There isn't much going right for the A's. If the hope is to be ready for a monster first season in Vegas to get fans interested, they aren't doing that very well. The fact is that most of their top young talent is already at the Major League level, which can either turn out tremendously as they develop skills against the best possible competition, or fail miserably as they never adjust to their counterparts. The former could still turn out true given that the A's don't have a terrible record thus far (sitting just one game under .500, 17-18). However, there also is not much hope for long-term success given their farm system's current talent pool.

2) Houston Astros

Top 5 prospects:

  • OF Jacob Melton (90)

  • OF Luis Baez (N/A)

  • RHP Spencer Arighetti (N/A)

  • SS Brice Matthews (N/A)

  • 3B/2B Zach Dezenzo (N/A)

The Houston Astros have not had a great farm system for quite some time now and perhaps that lack of attention to their lower levels is finally starting to take its toll. The team currently sits at fourth in the American League West, behind the Oakland Athletics. That's not a good sign.

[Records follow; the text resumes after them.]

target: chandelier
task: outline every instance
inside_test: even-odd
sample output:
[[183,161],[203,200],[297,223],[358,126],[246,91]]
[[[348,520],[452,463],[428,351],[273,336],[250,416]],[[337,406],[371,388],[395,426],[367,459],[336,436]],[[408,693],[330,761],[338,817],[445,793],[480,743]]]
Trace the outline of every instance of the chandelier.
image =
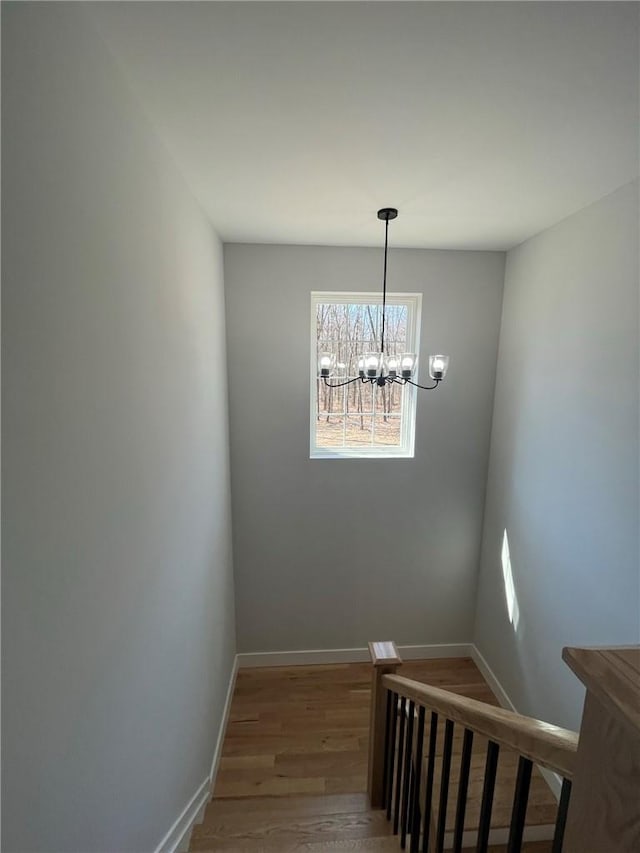
[[[385,354],[384,326],[387,304],[387,252],[389,249],[389,222],[395,219],[398,211],[395,207],[383,207],[378,211],[378,219],[384,221],[384,272],[382,275],[382,325],[380,334],[380,350],[366,352],[358,359],[358,375],[345,382],[330,382],[336,365],[334,353],[321,352],[318,356],[318,375],[328,388],[342,388],[352,382],[370,382],[372,385],[413,385],[423,391],[437,388],[444,379],[449,367],[448,355],[429,356],[429,376],[433,385],[419,385],[414,382],[418,368],[418,355],[414,352],[403,352],[401,355]],[[343,365],[340,365],[341,367]]]

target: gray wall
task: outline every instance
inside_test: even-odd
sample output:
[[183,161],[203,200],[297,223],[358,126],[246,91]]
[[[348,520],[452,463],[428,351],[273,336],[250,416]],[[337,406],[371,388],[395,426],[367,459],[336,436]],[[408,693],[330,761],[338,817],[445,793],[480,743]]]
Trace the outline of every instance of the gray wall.
[[562,647],[640,639],[638,345],[634,183],[507,255],[475,640],[518,710],[573,728]]
[[79,6],[2,13],[2,849],[139,853],[235,652],[222,250]]
[[[420,291],[414,459],[309,459],[311,290],[377,290],[380,249],[226,245],[240,651],[471,639],[504,254],[391,250]],[[424,361],[423,361],[424,363]]]

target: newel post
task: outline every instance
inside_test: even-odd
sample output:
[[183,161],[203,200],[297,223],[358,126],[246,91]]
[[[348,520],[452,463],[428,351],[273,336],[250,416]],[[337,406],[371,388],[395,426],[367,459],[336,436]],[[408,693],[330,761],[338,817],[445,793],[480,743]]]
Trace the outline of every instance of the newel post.
[[369,728],[369,775],[367,791],[371,808],[383,807],[385,730],[387,724],[387,691],[382,676],[394,673],[402,659],[395,643],[369,643],[373,676],[371,680],[371,717]]
[[640,850],[640,646],[562,657],[587,688],[563,850]]

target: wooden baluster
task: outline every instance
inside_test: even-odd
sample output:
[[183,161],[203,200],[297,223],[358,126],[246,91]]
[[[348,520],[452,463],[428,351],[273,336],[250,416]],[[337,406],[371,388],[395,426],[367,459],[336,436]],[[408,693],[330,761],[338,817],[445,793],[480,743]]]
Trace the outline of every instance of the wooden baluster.
[[[389,795],[387,791],[387,780],[389,778],[389,745],[391,743],[391,702],[394,694],[387,690],[387,710],[385,711],[384,723],[384,768],[382,770],[382,808],[386,809]],[[394,732],[395,737],[395,732]]]
[[569,800],[571,799],[571,782],[568,779],[562,780],[562,792],[560,793],[560,802],[558,804],[558,816],[556,817],[556,829],[553,835],[553,847],[551,853],[562,853],[564,844],[564,831],[567,826],[567,811],[569,809]]
[[418,712],[418,736],[416,742],[416,778],[413,787],[413,806],[411,809],[411,853],[418,853],[420,844],[420,783],[422,782],[422,747],[424,741],[424,708]]
[[393,807],[393,834],[398,834],[400,826],[400,795],[402,794],[402,771],[404,764],[402,758],[404,756],[404,730],[407,723],[407,700],[402,697],[400,700],[400,731],[398,733],[398,768],[396,770],[396,792]]
[[491,810],[493,808],[493,794],[496,788],[499,752],[500,747],[498,744],[490,740],[487,744],[487,760],[484,767],[482,805],[480,806],[480,825],[478,826],[478,843],[476,845],[476,853],[487,853],[487,849],[489,847]]
[[445,720],[444,745],[442,747],[442,768],[440,775],[440,805],[438,807],[438,829],[436,833],[436,853],[443,853],[444,836],[447,826],[447,800],[449,799],[449,776],[451,774],[451,754],[453,750],[453,720]]
[[403,775],[404,782],[402,785],[402,812],[400,823],[400,847],[404,850],[407,844],[407,828],[409,826],[409,802],[411,797],[411,765],[413,764],[413,723],[415,717],[416,706],[413,702],[409,702],[409,710],[407,713],[407,745],[404,753]]
[[369,643],[373,663],[371,682],[371,717],[369,730],[369,776],[367,791],[371,808],[384,805],[385,733],[387,729],[387,691],[382,676],[394,673],[402,659],[393,642]]
[[522,848],[532,770],[533,764],[531,761],[528,758],[520,756],[518,761],[518,775],[516,777],[516,790],[513,795],[507,853],[520,853],[520,849]]
[[[390,691],[387,691],[390,693]],[[398,694],[390,693],[391,696],[391,737],[389,738],[388,753],[389,758],[386,762],[387,781],[385,783],[385,803],[387,805],[387,820],[391,820],[391,810],[393,808],[393,768],[396,758],[396,743],[398,739]]]
[[433,806],[433,777],[436,769],[436,745],[438,741],[438,715],[431,712],[429,726],[429,757],[427,759],[427,783],[424,795],[424,830],[422,836],[422,853],[435,849],[435,826],[432,820]]
[[454,853],[462,853],[464,836],[464,816],[467,811],[467,791],[469,789],[469,773],[471,770],[471,751],[473,749],[473,732],[464,730],[462,744],[462,759],[460,761],[460,778],[458,781],[458,803],[456,806],[456,823],[453,833]]

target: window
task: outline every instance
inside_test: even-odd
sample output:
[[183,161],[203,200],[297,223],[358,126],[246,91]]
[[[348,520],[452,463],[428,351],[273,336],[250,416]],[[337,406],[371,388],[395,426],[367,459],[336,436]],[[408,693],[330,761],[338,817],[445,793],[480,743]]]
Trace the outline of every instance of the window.
[[[387,294],[385,351],[419,351],[419,293]],[[311,458],[413,456],[416,389],[353,382],[328,388],[318,354],[333,352],[330,382],[358,376],[358,359],[380,347],[380,293],[311,294]]]

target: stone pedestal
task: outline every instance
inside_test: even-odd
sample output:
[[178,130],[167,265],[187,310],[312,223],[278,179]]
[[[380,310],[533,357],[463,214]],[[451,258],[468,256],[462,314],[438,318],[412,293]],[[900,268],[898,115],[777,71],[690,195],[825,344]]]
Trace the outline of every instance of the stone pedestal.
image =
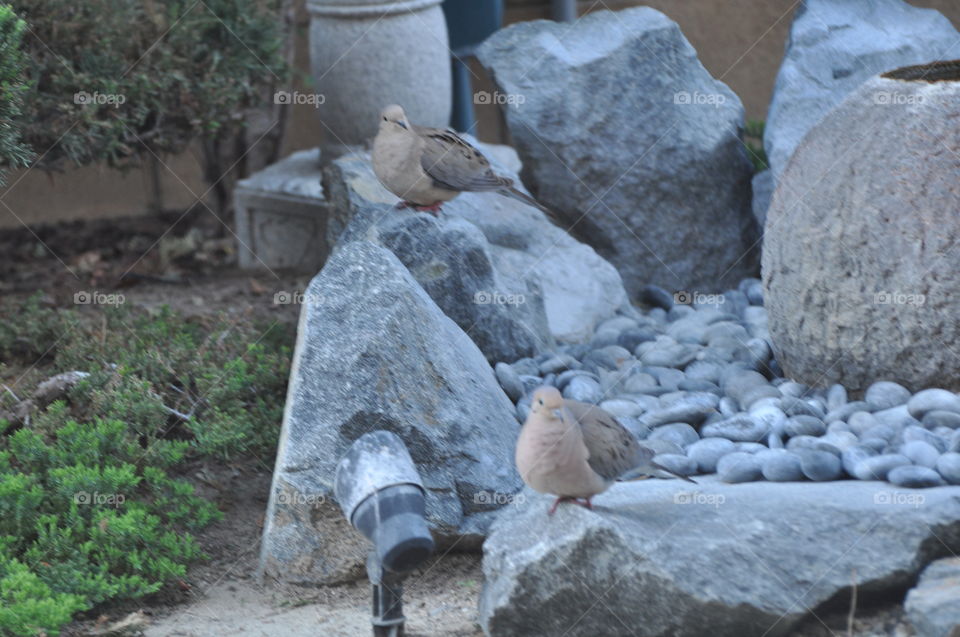
[[320,269],[327,258],[329,210],[317,149],[294,153],[238,182],[234,197],[240,267]]
[[307,7],[327,143],[365,143],[388,104],[418,124],[447,126],[450,50],[440,0],[308,0]]

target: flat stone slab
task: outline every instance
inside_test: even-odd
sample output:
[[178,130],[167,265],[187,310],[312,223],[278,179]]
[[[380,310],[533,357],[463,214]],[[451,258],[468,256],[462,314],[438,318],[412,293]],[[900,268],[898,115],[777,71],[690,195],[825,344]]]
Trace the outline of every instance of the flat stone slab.
[[960,557],[937,560],[924,569],[904,606],[919,637],[960,635]]
[[618,483],[553,517],[524,491],[484,544],[486,634],[784,635],[854,576],[868,599],[960,550],[960,487],[697,480]]

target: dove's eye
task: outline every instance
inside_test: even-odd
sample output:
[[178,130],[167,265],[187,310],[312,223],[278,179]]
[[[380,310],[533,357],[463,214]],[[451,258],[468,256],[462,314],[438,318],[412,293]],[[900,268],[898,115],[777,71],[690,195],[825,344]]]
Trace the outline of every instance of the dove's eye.
[[538,398],[538,399],[537,399],[537,402],[542,405],[542,404],[543,404],[543,398]]

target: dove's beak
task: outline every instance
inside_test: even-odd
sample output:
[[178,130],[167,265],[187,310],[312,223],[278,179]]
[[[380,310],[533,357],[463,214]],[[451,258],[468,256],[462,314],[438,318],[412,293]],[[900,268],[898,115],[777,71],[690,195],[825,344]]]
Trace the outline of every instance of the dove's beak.
[[402,121],[401,121],[401,122],[397,122],[397,125],[400,126],[401,128],[403,128],[404,130],[410,130],[410,129],[407,127],[407,123],[406,123],[406,122],[402,122]]

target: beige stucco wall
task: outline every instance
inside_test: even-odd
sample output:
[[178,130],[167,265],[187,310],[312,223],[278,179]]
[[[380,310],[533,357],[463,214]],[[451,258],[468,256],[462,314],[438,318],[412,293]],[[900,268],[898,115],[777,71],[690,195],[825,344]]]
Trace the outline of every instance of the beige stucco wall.
[[[960,28],[958,0],[910,0],[910,3],[937,9]],[[740,96],[747,117],[763,119],[797,4],[798,0],[589,0],[580,2],[579,6],[581,12],[639,5],[662,11],[679,23],[707,70]],[[508,0],[506,22],[548,17],[548,6],[546,0]],[[306,47],[306,30],[299,29],[296,64],[304,71],[309,68]],[[476,65],[474,71],[483,75]],[[478,118],[477,132],[482,139],[504,139],[496,107],[479,106]],[[316,146],[323,140],[322,130],[312,108],[294,107],[284,154]],[[193,203],[195,195],[206,190],[198,162],[190,154],[164,161],[167,165],[162,169],[165,207],[185,208]],[[86,167],[53,176],[41,171],[14,173],[7,187],[0,191],[0,228],[21,223],[143,214],[147,211],[149,190],[149,180],[142,171],[120,174],[102,167]]]

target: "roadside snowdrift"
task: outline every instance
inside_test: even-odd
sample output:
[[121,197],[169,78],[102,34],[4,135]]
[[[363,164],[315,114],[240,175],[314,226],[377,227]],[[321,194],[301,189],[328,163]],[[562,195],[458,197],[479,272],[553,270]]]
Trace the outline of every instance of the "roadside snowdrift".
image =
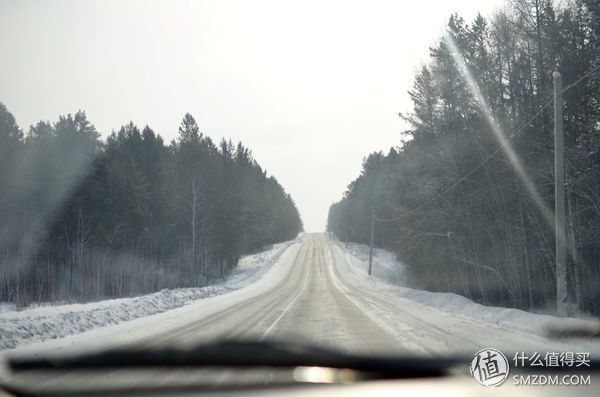
[[166,312],[198,299],[243,288],[267,272],[292,243],[276,244],[268,251],[243,257],[222,283],[207,287],[162,290],[134,298],[1,312],[0,350]]
[[[353,288],[371,291],[373,294],[394,302],[398,307],[410,310],[411,314],[427,318],[443,317],[461,320],[465,325],[475,327],[485,325],[488,329],[505,330],[507,334],[537,335],[545,337],[548,331],[565,329],[597,329],[598,321],[583,318],[562,318],[548,314],[531,313],[524,310],[484,306],[454,293],[430,292],[406,287],[406,270],[395,255],[376,249],[373,256],[372,276],[368,276],[369,247],[360,244],[346,244],[332,241],[333,255],[337,258],[336,274]],[[426,313],[435,316],[426,316]],[[600,344],[589,339],[574,341],[599,352]]]

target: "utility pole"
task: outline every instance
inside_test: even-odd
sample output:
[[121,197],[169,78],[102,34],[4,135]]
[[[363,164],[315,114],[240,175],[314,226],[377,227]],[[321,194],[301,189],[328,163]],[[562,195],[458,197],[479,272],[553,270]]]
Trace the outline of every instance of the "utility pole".
[[556,245],[556,312],[567,314],[567,239],[565,232],[565,165],[562,78],[554,77],[554,224]]
[[371,210],[371,245],[369,247],[369,276],[373,267],[373,237],[375,236],[375,208]]
[[346,247],[346,248],[348,248],[348,240],[350,239],[350,232],[349,232],[350,228],[349,228],[348,222],[350,222],[350,221],[348,220],[348,217],[346,217],[346,228],[345,228],[346,229],[346,238],[344,239],[344,247]]

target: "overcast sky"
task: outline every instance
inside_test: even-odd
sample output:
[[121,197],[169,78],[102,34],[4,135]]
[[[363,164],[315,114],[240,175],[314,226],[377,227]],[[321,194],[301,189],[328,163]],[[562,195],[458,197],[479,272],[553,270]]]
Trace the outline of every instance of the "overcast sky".
[[447,18],[502,0],[0,0],[0,102],[27,130],[85,110],[165,141],[186,112],[241,140],[292,195],[307,231],[400,143],[406,91]]

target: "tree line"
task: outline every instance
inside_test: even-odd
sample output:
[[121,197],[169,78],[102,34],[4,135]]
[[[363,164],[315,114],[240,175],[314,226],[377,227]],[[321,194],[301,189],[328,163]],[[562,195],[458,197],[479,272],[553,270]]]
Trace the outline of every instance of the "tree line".
[[0,103],[0,301],[90,301],[203,286],[294,238],[298,210],[242,143],[186,114],[165,144],[85,112],[27,133]]
[[[453,15],[408,93],[413,110],[400,114],[410,126],[402,145],[363,161],[360,176],[330,207],[328,230],[368,244],[375,209],[375,243],[398,254],[410,285],[484,304],[552,310],[554,230],[541,208],[554,209],[553,71],[566,88],[570,307],[600,314],[595,0],[560,7],[512,0],[493,17],[472,22]],[[505,134],[504,147],[494,128]],[[520,159],[537,199],[506,148]]]

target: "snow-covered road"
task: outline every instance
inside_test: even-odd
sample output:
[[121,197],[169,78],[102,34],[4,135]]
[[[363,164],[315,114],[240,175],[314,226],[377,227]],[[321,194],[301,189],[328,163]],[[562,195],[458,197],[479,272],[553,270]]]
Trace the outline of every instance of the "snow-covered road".
[[598,342],[545,337],[547,327],[587,321],[405,288],[381,268],[368,277],[364,258],[321,234],[288,244],[277,258],[258,280],[232,292],[15,351],[275,338],[359,353],[472,354],[484,347],[591,352],[594,357],[600,352]]
[[332,271],[331,247],[321,235],[307,236],[287,254],[282,268],[275,269],[285,269],[284,277],[269,288],[145,342],[275,338],[367,353],[407,352],[394,333],[372,321],[340,288]]

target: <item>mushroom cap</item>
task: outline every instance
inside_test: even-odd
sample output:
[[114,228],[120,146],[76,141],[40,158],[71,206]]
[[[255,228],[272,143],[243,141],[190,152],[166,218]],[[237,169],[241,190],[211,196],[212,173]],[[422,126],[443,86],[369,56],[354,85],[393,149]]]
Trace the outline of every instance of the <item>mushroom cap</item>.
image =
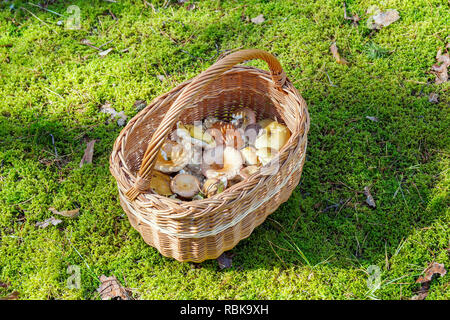
[[203,130],[202,126],[195,126],[192,124],[188,124],[184,126],[188,131],[189,134],[193,139],[200,140],[204,142],[206,145],[205,147],[214,147],[215,141],[214,138],[206,131]]
[[248,166],[244,167],[239,171],[239,175],[242,177],[242,179],[247,179],[252,174],[256,173],[259,170],[258,166]]
[[264,128],[264,133],[256,138],[255,147],[280,150],[290,137],[291,132],[285,125],[272,121]]
[[159,195],[171,196],[173,193],[170,189],[170,176],[159,171],[152,171],[150,188]]
[[226,179],[211,178],[205,181],[202,192],[208,197],[221,193],[227,187]]
[[233,179],[239,173],[243,163],[239,150],[228,146],[218,146],[203,154],[201,168],[203,175],[208,179],[220,177]]
[[264,147],[256,150],[256,155],[258,156],[258,159],[259,161],[261,161],[262,165],[265,166],[278,155],[278,150]]
[[262,119],[258,121],[258,124],[261,126],[261,128],[265,129],[269,124],[273,122],[273,119]]
[[216,122],[206,130],[206,133],[213,137],[217,146],[225,144],[235,149],[240,149],[244,146],[241,132],[231,123]]
[[256,155],[256,149],[253,147],[245,147],[241,149],[242,157],[247,165],[257,165],[260,164],[258,156]]
[[189,152],[178,142],[168,140],[159,150],[155,169],[161,172],[177,172],[189,162]]
[[191,174],[179,173],[172,178],[170,189],[179,196],[190,199],[200,191],[200,181]]

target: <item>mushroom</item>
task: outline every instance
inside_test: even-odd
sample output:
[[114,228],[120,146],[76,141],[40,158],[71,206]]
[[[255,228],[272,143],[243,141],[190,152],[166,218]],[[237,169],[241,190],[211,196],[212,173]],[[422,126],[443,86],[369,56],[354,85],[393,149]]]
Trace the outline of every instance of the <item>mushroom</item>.
[[256,138],[255,148],[272,148],[280,150],[290,137],[291,132],[286,126],[276,121],[272,121],[264,128],[264,133]]
[[273,148],[260,148],[256,150],[256,155],[258,156],[259,161],[261,161],[262,165],[265,166],[268,164],[273,158],[275,158],[278,154],[278,150]]
[[209,148],[214,147],[214,138],[203,132],[202,127],[192,124],[184,125],[181,121],[177,123],[177,129],[172,132],[171,139],[186,147],[186,144],[192,144],[194,147]]
[[189,162],[189,152],[178,142],[168,140],[159,150],[155,169],[161,172],[177,172]]
[[247,145],[255,145],[256,138],[264,133],[263,128],[258,123],[252,123],[245,127],[244,140]]
[[206,150],[201,165],[202,173],[207,178],[233,179],[242,168],[241,153],[232,147],[218,146]]
[[200,181],[191,174],[179,173],[172,179],[170,189],[179,196],[190,199],[200,191]]
[[227,179],[211,178],[203,184],[202,192],[206,197],[210,198],[221,193],[227,187]]
[[253,147],[245,147],[241,149],[242,157],[247,165],[257,165],[259,164],[258,156],[256,155],[256,149]]
[[256,114],[250,108],[241,108],[231,114],[233,120],[230,122],[236,127],[246,127],[249,124],[256,123]]
[[258,121],[258,124],[261,126],[261,128],[264,129],[272,122],[273,122],[273,119],[266,118],[266,119]]
[[159,171],[152,171],[150,188],[159,195],[171,196],[173,193],[170,190],[170,176]]
[[216,122],[206,132],[214,138],[216,145],[225,144],[235,149],[240,149],[244,146],[244,139],[241,133],[231,123]]
[[202,126],[194,126],[192,124],[188,124],[185,125],[185,128],[189,131],[189,134],[193,139],[204,142],[204,147],[215,147],[214,138],[209,133],[204,131]]
[[242,177],[242,179],[247,179],[252,174],[256,173],[259,170],[258,166],[248,166],[244,167],[239,171],[239,175]]

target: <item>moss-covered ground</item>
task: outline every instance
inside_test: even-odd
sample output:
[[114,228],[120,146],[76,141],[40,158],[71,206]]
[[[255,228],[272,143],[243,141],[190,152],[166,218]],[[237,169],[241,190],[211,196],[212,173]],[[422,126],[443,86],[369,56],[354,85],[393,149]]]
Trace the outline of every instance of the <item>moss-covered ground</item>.
[[[0,3],[0,282],[9,283],[0,296],[98,299],[104,274],[140,299],[409,299],[429,263],[450,267],[449,85],[430,73],[449,41],[446,0],[349,0],[356,26],[338,0],[47,2],[63,16]],[[76,13],[70,5],[79,30],[58,24]],[[371,5],[397,9],[400,20],[371,31]],[[248,21],[259,14],[264,23]],[[82,39],[113,50],[102,57]],[[348,65],[336,63],[333,41]],[[124,215],[109,173],[121,127],[99,107],[110,102],[130,119],[136,100],[241,47],[277,55],[308,103],[301,183],[233,249],[231,269],[179,263]],[[80,168],[92,139],[93,163]],[[49,207],[80,214],[36,227]],[[67,285],[71,265],[80,289]],[[368,286],[373,266],[378,289]],[[449,279],[433,279],[427,299],[449,299]]]

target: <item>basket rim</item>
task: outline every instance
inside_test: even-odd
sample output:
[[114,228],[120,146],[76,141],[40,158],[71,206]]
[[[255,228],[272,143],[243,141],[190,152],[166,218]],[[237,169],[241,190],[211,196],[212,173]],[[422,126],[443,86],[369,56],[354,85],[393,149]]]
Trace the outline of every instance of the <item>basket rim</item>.
[[[252,67],[252,66],[237,65],[237,66],[232,67],[230,70],[226,71],[224,73],[224,75],[235,73],[237,71],[239,71],[239,72],[256,73],[263,80],[265,80],[267,82],[271,82],[272,81],[271,77],[270,77],[270,73],[268,71],[263,70],[263,69],[259,69],[259,68],[256,68],[256,67]],[[127,180],[127,179],[123,179],[120,175],[116,176],[116,173],[114,172],[114,170],[112,170],[112,167],[114,166],[114,164],[117,165],[117,163],[123,163],[123,165],[125,167],[127,167],[125,161],[121,157],[119,157],[118,162],[116,162],[116,160],[113,158],[113,155],[115,153],[118,153],[118,154],[122,153],[121,146],[122,146],[125,134],[130,132],[130,131],[132,131],[132,128],[135,125],[136,121],[138,121],[138,119],[140,119],[142,116],[144,116],[148,112],[155,112],[155,111],[157,111],[161,105],[156,106],[156,109],[154,109],[155,104],[157,104],[159,101],[165,99],[170,94],[173,94],[175,92],[182,92],[183,88],[186,85],[188,85],[194,78],[188,79],[188,80],[178,84],[177,86],[175,86],[174,88],[172,88],[168,92],[163,93],[162,95],[159,95],[159,96],[155,97],[143,110],[138,112],[125,125],[125,127],[121,130],[119,136],[116,138],[116,141],[115,141],[114,146],[113,146],[113,152],[111,153],[111,156],[110,156],[110,171],[111,171],[111,174],[116,179],[116,182],[118,184],[119,190],[121,189],[120,186],[119,186],[120,182],[122,182],[121,183],[122,185],[128,185],[128,184],[131,185],[132,182],[136,180],[136,172],[134,174],[132,174],[130,172],[129,174],[128,173],[126,174],[128,176],[128,180],[129,181],[127,181],[124,184],[123,182],[125,182],[125,181],[123,181],[123,180]],[[310,116],[309,116],[309,112],[308,112],[308,109],[307,109],[306,102],[304,101],[303,97],[300,95],[298,90],[294,87],[294,85],[292,84],[292,82],[288,78],[286,78],[286,82],[285,82],[285,85],[283,86],[282,90],[283,90],[282,92],[284,92],[284,94],[294,94],[297,98],[302,100],[302,102],[304,104],[304,107],[303,107],[303,110],[299,110],[299,112],[300,113],[301,112],[304,113],[304,116],[302,117],[302,118],[304,118],[304,120],[303,121],[298,121],[297,126],[296,126],[295,129],[298,129],[299,124],[304,124],[305,126],[304,126],[303,135],[299,136],[297,138],[295,137],[295,134],[294,134],[297,131],[296,130],[292,131],[292,130],[289,129],[291,131],[291,137],[289,138],[288,142],[279,150],[277,158],[274,159],[274,160],[277,160],[277,159],[279,160],[281,158],[285,158],[285,160],[281,161],[282,163],[280,164],[279,168],[281,168],[282,166],[286,165],[286,162],[287,162],[286,160],[287,160],[289,154],[295,152],[297,146],[302,144],[301,143],[301,142],[303,142],[302,140],[305,140],[305,143],[306,143],[306,141],[307,141],[307,133],[309,131],[309,123],[310,123]],[[299,105],[299,108],[301,108],[300,105]],[[296,141],[294,141],[294,140],[296,140]],[[306,145],[305,145],[305,149],[303,150],[303,153],[306,153]],[[261,179],[263,179],[262,181],[264,181],[266,179],[266,177],[269,177],[269,176],[262,175],[261,174],[261,170],[264,169],[264,168],[266,168],[266,169],[269,168],[270,164],[272,162],[273,162],[273,160],[270,163],[268,163],[267,165],[258,168],[258,170],[255,173],[253,173],[252,175],[250,175],[248,178],[244,179],[243,181],[240,181],[240,182],[234,184],[233,186],[231,186],[229,188],[226,188],[223,192],[221,192],[219,194],[216,194],[216,195],[214,195],[212,197],[209,197],[209,198],[198,199],[198,200],[172,199],[172,198],[169,198],[169,197],[166,197],[166,196],[159,195],[159,194],[153,192],[152,190],[149,190],[146,193],[140,194],[134,201],[139,202],[139,203],[143,203],[143,204],[154,203],[155,200],[159,201],[159,202],[161,202],[161,201],[169,202],[171,204],[174,204],[174,205],[177,205],[177,206],[179,206],[181,208],[186,209],[187,212],[184,211],[184,212],[180,212],[180,213],[158,213],[158,216],[161,216],[161,217],[166,216],[166,217],[170,217],[170,218],[183,218],[183,217],[186,217],[187,214],[190,214],[189,213],[189,209],[188,209],[189,204],[194,204],[194,205],[195,204],[201,204],[202,202],[211,201],[211,200],[216,200],[216,201],[221,201],[222,200],[222,201],[227,201],[228,202],[230,200],[225,200],[224,198],[227,198],[227,196],[231,192],[235,192],[235,191],[238,191],[239,189],[241,189],[243,186],[248,184],[249,181],[255,180],[256,177],[258,177],[258,179],[257,179],[258,181],[260,181]],[[119,168],[119,171],[123,172],[124,169],[121,166],[117,166],[117,167]],[[154,198],[155,200],[153,200],[151,198]],[[127,200],[127,201],[129,201],[129,200]]]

Outside of Ronel Blanco and the injured Christian Javier, this team doesn't seem to have much going for it on the pitching side either. Framber Valdez and Josh Hader are the only lefties on the roster currently and both have been underwhelming to say the least. While the team's No. 10 prospect LHP Colton Gordon could make the jump, he currently holds a 9 ERA in Triple-A this year after posting a 4.63 ERA in 35 innings in Triple-A last year. He's clearly not ready yet and even if he was, it would do little to solve the bullpen problems the team is having.

1) Los Angeles Angels

Top 5 prospects:

  • OF Nelson Rada (N/A)

  • RHP Caden Dana (N/A)

  • SS/2B Kyren Paris (N/A)

  • RHP Ben Joyce (N/A)

  • RHP Barrett Kent (N/A)

Yes, not one Angel is in's top-100 prospects. I shouldn't have to say much more. While the argument could be made that the Angels don't have any great prospects because they call all their best prospects up immediately, that isn't necessarily a great plan if you want to have long-term success. Former top prospects Zach Neto and Nolan Schanuel both made it to Anaheim in less than a full year.

While there are some potentially talented players on this list, particularly from the international pool where nearly half of the Angels' top-30 prospects were signed from, there just isn't enough experience with this farm system to inspire any confidence. That's why they rank dead last.